Most of us have been in meetings where discussion is dominated by two or three people. They’re comfortable and confident and say anything that comes to mind.
You’re taking great notes, thinking about the remarks others are making, analyzing … but not contributing.
While you don’t want to be the loudmouth, it’s important that you speak up. You’re in that meeting for a reason. Whether it’s your experience, unique knowledge, historical viewpoint, or fresh perspective, meetings are more effective if everyone is involved and contributing.
Here are nine suggestions to get you started:
- Review the agenda and prepare to address something. Before the meeting, scan the agenda and choose a topic that is important to you and think about your viewpoint. Giving this some thought before the meeting will help you feel prepared, suggests Joel Garfinkle, executive coach. Write down your points so you remember them.
- Stop censoring yourself. Garfinkle also suggests that you share your thoughts and ideas without over-editing them. At least once per meeting, practice by saying the thing that pops into your mind, so you get comfortable joining in. Don’t hesitate.
- Belly breathe. Jean Palmer Heck of Real Impact Inc. offers this public speaking tip: “Inhale deeply and then project your voice by speaking from the diaphragm.” This is particularly helpful if you’re nervous. It keeps your voice from sounding shaky.
- Ask questions. Use your knowledge and experience to ask for clarification on someone else’s ideas or comments.
- Practice by making one or two inconsequential comments. Sometimes just agreeing or supporting someone else’s comments with your own observations is a good way to speak up. These remarks can add to the flow of the meeting: “I agree with what Jane said and had this same experience.”

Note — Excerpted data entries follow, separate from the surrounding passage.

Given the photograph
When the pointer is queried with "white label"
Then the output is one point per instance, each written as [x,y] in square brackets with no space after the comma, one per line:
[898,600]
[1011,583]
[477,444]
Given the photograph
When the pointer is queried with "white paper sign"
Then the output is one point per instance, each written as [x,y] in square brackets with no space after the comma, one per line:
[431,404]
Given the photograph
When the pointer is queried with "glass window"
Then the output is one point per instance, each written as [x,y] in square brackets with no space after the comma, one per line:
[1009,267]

- Be succinct. Make your point clearly by keeping it brief. If you have a complicated point, let people know up front: “There are 3 reasons I don’t think this will work … first …” This tactic will help keep people from interrupting you.
- Decide how often you want to speak. Whether it’s once or three times, setting this goal will motivate you to participate. Maybe include something you’ve planned in advance, a question, and one idea that just pops into your head.
- Don’t defer to someone else or assume their ideas carry more weight. If you’re intimidated by someone in the room, it’s easy to defer by saying something like, “I think this, but Mr. Jones has much more experience in this area, so maybe we should ask him.” Your perspective is just as valid as anyone else’s. Your thoughts or disagreement are important when helping to flush out the best decisions.
- Speak up first. When you express your viewpoint first, you’re less likely to start doubting yourself. If you wait, it’s often hard to break into the discussion.
The more you speak up in meetings, the easier it gets. Your unique perspective matters when it comes to getting things done and making sound decisions.